Verizon’s plans to shutter its public cloud on April 12, 2016, are making headlines, but it’s not the first time the company’s cloud service has been in the news. The post below, first published in January 2015, discusses a mysterious service outage that took place then.
With the closing of Verizon’s public cloud (private services are still available) and HPE’s Helion in 2015, the market seems to be shaping favorably for the big players — Amazon Web Services, of course, being the top dog. This chart, first posted in our end-of-year reflection on cloud services, shows the dramatic lead AWS has in the market.
(Editor’s note: This post first published January 21, 2015.)
You may recall that I recently wrote about Verizon taking its cloud down.
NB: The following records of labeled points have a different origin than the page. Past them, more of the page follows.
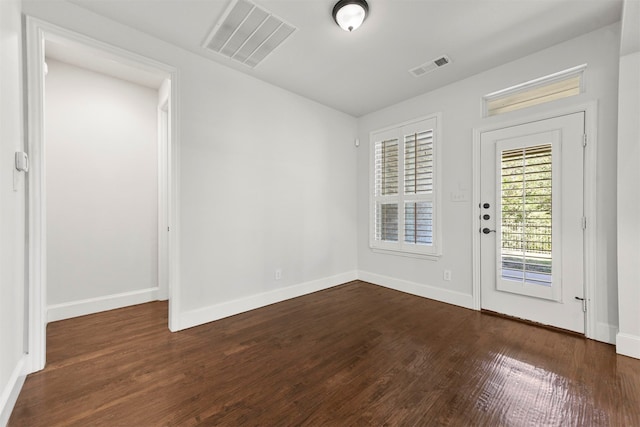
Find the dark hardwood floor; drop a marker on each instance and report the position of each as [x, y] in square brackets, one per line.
[357, 354]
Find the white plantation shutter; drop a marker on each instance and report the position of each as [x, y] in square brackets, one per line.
[404, 188]
[418, 162]
[386, 184]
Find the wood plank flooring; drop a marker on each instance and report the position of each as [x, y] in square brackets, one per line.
[353, 355]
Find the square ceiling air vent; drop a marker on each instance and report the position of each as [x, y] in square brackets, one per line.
[247, 33]
[430, 66]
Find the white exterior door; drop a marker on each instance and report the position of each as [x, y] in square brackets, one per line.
[532, 224]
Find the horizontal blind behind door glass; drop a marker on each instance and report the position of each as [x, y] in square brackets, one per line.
[386, 167]
[526, 191]
[418, 163]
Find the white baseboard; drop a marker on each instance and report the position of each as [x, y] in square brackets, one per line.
[606, 333]
[628, 345]
[68, 310]
[11, 391]
[204, 315]
[426, 291]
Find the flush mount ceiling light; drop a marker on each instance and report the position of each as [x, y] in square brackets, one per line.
[350, 14]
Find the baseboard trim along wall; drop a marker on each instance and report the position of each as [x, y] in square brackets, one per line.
[426, 291]
[11, 391]
[204, 315]
[606, 333]
[628, 345]
[71, 309]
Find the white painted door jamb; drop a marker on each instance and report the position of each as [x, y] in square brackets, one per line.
[591, 129]
[37, 31]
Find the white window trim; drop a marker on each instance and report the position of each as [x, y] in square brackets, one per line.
[432, 252]
[533, 84]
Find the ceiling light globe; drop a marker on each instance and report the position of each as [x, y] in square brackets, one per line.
[350, 14]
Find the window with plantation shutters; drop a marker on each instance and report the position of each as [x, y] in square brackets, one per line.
[404, 180]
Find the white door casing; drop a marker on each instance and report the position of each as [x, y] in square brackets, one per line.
[522, 284]
[37, 32]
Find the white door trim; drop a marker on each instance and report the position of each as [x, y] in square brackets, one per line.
[37, 31]
[590, 110]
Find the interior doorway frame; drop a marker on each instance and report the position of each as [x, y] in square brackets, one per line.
[590, 110]
[37, 32]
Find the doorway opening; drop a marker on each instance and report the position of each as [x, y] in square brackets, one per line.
[534, 217]
[101, 208]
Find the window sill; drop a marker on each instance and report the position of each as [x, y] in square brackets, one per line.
[430, 257]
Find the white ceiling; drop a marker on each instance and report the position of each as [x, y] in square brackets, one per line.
[99, 61]
[367, 70]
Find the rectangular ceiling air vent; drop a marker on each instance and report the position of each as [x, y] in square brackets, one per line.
[430, 66]
[247, 33]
Well, it’s back now, but we still don’t know why it was down for about 40 hours.
This really is weird with a capital W. To its credit, I guess, the Verizon Cloud was down for “only” 40 hours. This was for planned maintenance to provide “seamless upgrade functionality as well as other customer-facing updates.”
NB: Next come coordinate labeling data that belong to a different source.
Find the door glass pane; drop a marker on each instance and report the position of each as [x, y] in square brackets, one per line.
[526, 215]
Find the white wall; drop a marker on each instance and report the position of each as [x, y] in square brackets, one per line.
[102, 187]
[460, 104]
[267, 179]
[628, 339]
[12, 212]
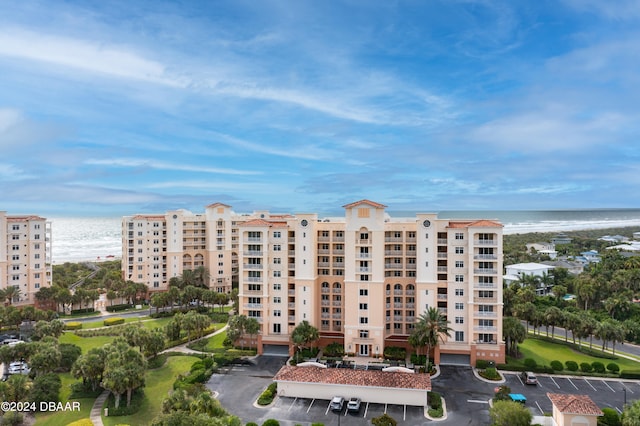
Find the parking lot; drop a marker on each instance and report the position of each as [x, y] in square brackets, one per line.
[466, 397]
[318, 410]
[604, 392]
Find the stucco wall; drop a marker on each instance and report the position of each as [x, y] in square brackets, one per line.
[367, 394]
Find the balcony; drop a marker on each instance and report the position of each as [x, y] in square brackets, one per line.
[251, 266]
[485, 271]
[485, 242]
[485, 257]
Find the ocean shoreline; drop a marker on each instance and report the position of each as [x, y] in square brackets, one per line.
[522, 228]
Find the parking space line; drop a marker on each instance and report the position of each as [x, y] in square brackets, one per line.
[607, 384]
[589, 383]
[293, 402]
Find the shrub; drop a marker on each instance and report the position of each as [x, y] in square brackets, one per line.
[490, 373]
[585, 367]
[610, 417]
[598, 367]
[113, 321]
[434, 400]
[613, 367]
[46, 388]
[482, 364]
[73, 325]
[120, 307]
[557, 365]
[630, 374]
[396, 353]
[571, 365]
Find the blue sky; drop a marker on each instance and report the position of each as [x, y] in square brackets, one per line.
[123, 107]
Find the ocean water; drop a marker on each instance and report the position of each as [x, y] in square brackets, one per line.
[99, 238]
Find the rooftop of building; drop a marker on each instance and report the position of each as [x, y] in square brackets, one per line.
[346, 376]
[574, 404]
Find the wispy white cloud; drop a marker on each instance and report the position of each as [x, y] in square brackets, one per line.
[164, 165]
[93, 56]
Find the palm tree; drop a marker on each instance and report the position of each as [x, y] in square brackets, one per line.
[430, 329]
[304, 334]
[10, 294]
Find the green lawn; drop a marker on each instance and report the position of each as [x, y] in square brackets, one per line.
[158, 384]
[63, 418]
[146, 322]
[544, 352]
[85, 343]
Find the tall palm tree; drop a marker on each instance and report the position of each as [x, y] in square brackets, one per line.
[430, 329]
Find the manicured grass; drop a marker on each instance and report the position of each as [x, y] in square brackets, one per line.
[85, 343]
[146, 322]
[543, 352]
[63, 418]
[158, 384]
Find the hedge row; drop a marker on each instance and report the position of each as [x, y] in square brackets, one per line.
[73, 325]
[113, 321]
[120, 307]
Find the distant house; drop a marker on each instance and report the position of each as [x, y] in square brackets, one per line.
[570, 410]
[561, 238]
[574, 268]
[591, 256]
[548, 249]
[614, 238]
[519, 270]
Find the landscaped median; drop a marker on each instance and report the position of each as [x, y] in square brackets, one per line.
[544, 355]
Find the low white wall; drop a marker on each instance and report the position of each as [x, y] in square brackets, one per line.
[415, 397]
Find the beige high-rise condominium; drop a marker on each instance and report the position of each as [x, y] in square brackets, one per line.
[361, 279]
[25, 256]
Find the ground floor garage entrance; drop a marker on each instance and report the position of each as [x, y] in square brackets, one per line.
[455, 359]
[275, 350]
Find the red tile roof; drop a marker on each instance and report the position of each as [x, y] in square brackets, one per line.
[23, 218]
[371, 203]
[475, 224]
[347, 376]
[574, 404]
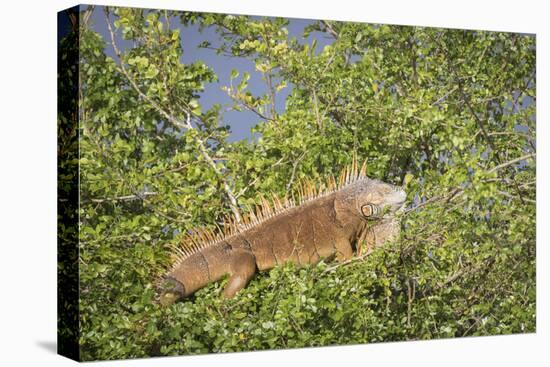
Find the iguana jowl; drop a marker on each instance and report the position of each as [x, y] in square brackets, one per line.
[327, 221]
I’m not sure what that means.
Verizon “explained” that this would enable the company to “conduct major system upgrades without interrupting service or limiting infrastructure capacity. Traditionally, updates have been made via rolling maintenance and other methods. Many cloud vendors require customers to set up virtual machines [VM] in multiple zones or upgrade domains, which can increase the cost and complexity. Additionally, those customers must reboot their virtual machines after maintenance has occurred.”
Well, yes, but the last I checked none of the other cloud providers have had to take their services down for almost two days to do any of those things.
In addition, the last I checked, Verizon is still using a Linux/Xen-based platform for its cloud, just like Amazon Web Services (AWS), and, gosh, while AWS has certainly failed from time to time they’ve never had to take down their entire system for 40+ hours.
Indeed, that’s the whole point of a cloud – that you can do rolling upgrades so that the entire system never need go down for maintenance. True, the latest version of Xen, Xen 4.5, includes Coarse-grained Lock-stepping (COLO). With COLO you can replicate the state of a primary VM (PVM) on demand to a secondary VM (SVM) on a different physical system. In short, with this you can provide non-stop VM services by enabling near-instantaneous local and remote recovery from a failed VM.
But, ahem, Xen 4.5, was released after the Verizon Cloud upgrade. And, even, if Verizon took its cloud technology life into its own hands by adopting a Xen 4.5 release candidate, COLO is still a work in progress. It’s not ready for prime time. In short, there will still be times when you’ll need to reboot your VM after an upgrade.
Besides, while there’s no doubt it’s more expensive to maintain VMs in separate zones, that’s the price you have to pay for reliability. Even the best single cloud data-center in the world can still be knocked out by a natural disaster.
In short, I really don’t see a good explanation for exactly why Verizon had to be take their cloud down for so long. If I were a Verizon Cloud customer, I would really want to know in specific detail what really was happening behind the scenes.
I fear that Verizon’s engineers simply weren’t up to the job of upgrading their systems except by reaching back into their 2000s technology bag of tricks because they’re not up to managing their cloud infrastructure properly.
If that’s the case, Verizon won’t be the last. A sad and simple truth is that we have nowhere near enough cloud-savvy architects, designers, and administrators to go around. I fully expect more cloud problems to happen in 2015 because of administration error than any real technology problem.